A Passage From InnocenceBook - 2006
From the Giller Prize-winning author of The Bishop's Man comes a bestselling classic childhood memoir, full of humour and heartache, set in Cape Breton Island
Linden MacIntyre remembers vividly the day construction started on the causeway. September 15, 1952, was the day that Change--always for the better and always from away--arrived to link his small Cape Breton village with the wide world of the mainland. With its grand promises of jobs and riches and progress, the building of the Canso Causeway also became a potent personal icon for MacIntyre, the road that would bring him closer to the father who was always away.

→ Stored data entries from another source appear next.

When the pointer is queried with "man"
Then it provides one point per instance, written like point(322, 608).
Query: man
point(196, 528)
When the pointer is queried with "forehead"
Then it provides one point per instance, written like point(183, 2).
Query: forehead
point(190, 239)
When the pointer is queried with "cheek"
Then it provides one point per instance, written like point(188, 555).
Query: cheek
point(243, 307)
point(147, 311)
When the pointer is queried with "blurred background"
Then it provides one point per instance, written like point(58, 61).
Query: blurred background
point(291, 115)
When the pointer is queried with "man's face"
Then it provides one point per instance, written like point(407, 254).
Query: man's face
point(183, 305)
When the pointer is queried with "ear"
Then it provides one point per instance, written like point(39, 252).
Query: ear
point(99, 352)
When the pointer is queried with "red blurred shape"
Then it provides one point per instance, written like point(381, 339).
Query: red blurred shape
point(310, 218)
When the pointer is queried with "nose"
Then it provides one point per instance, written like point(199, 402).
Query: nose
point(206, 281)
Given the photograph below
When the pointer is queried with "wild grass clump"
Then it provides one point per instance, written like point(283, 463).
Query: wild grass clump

In a highly evocative memoir--at once a vibrant coming-of-age story, a portrait of a vanishing way of life and a luminous reflection on fathers and sons--MacIntyre fills his pages with vivid characters. From his grandmother, the Gaelic-speaking Peigeag, who, it was rumoured, had "special powers" that could both cure and curse, to Dan Rory, the father MacIntyre struggles to know and love, these are people who inhabit a time and a place that is on the brink of transformation. No one knows this more than MacIntyre, his narrative voice ringing true on every page, the voice of a young boy both mystified and captivated by the worlds he straddles.
Shot through with humour and humanity, Causeway is an extraordinary book, a memoir that sets a new standard for the genre.